研究課題
プレニル化ポリフェノールは、生理活性物質として主に薬学、特に生薬学・天然物有機化学の領域、加えて農学領域でも盛んに研究が行われてきた。これまでに化合物として1,000種ほどが同定されているるが、その多くが薬用植物の活性本体として特定されてきた経緯がある。強調すべきは、プレニル側鎖が無くなった母核化合物では、生理活性が大きく減弱することで、プレニル基転移酵素(PT)の存在意義がここにある。筆者らは、2008年に最初にフラボノイドをプレニル化する酵素遺伝子を同定して以来、次々と植物二次代謝系PTをクローニングしてきており、数多くの論文として発表してきた。一方、植物のPTがなぜ高い基質特異性、生産物特異性を示すのか、その特性を担うドメインがどこなのか、さらにどのアミノ酸が触媒機能を担っているのかは依然不明のままである。本研究では、芳香族基質PTのアミノ酸配列から、特異的な基質やプレニル化部位の特異性を予測することのできる分子情報基盤を確立することを目指している。そのため、気質や生産物など生化学的な特異性が異なる様々な酵素の遺伝子を、様々な植物種から多数取得して揃え、結晶化に向けたスクリーニングや、キメラ酵素の作成を介して酵素科学的な特性を担うドメインの特定を目指している。それをさらにブイテクい的突然変異導入まで持っていくことを計画してきた。今年度は、研究進展の都合から、当初の予定の2年目と3年目を入れ替え、先に様々な特徴を有する29種類のPTのGFP融合タンパク質を酵母において発現させるべく Gap Repair Cloningを行い、29種全てを酵母に発現させてGFP蛍光の強弱と、ゲル濾過による分子の均一性を評価するスクリーニングに注力した。
3: やや遅れている
本研究では、酵素機能だけではなく、細胞内の基質供給の実態まで探ろうと前者を「横糸」、後者を「縦糸」と位置付けて両面から酵素の実態全体を理解しようとしていた。
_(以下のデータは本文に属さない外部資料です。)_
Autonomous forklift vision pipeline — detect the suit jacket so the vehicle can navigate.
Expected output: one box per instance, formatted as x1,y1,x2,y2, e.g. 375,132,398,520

前者に関しては、ほぼ計画通りに進んでいるとみなしても良いかと思われるが、細胞内の基質供給の実態、すなわちフラボノイドなどのプレニルアクセプタ基質が細胞質で作られるのに対し、プレニルドナー基質であるプレニルジリン酸はMEP経路に由来するためにプラスチドのストロマに局在しており、この両者がどのようにしてPT分子上で出会うことができるのか、といった謎に挑んでいた。しかしながら、プレニル化体を大量に蓄積するホップの雌花は入手時期が限られる上に樹脂物質の混入により生化学実験には不適であることや、材料の入手しやすい柑橘類の外果皮からはインタクトなプラスチドを単離することが技術的に不可能であることが判明し、実験遂行に行き詰まった。また、プラスチドが単離可能なタバコやカイワレダイコンではプレニルかポリフェノールを合成しないこともあって、代替化合物のプラスチド輸送を測定したこともあったが、思うような輸送活性が得られず、この部分に関しては、現在打開策を見いだせていないというのが現状である。そのため、一部の実験が計画通りに進んでいないことからやや遅れているという判断にした。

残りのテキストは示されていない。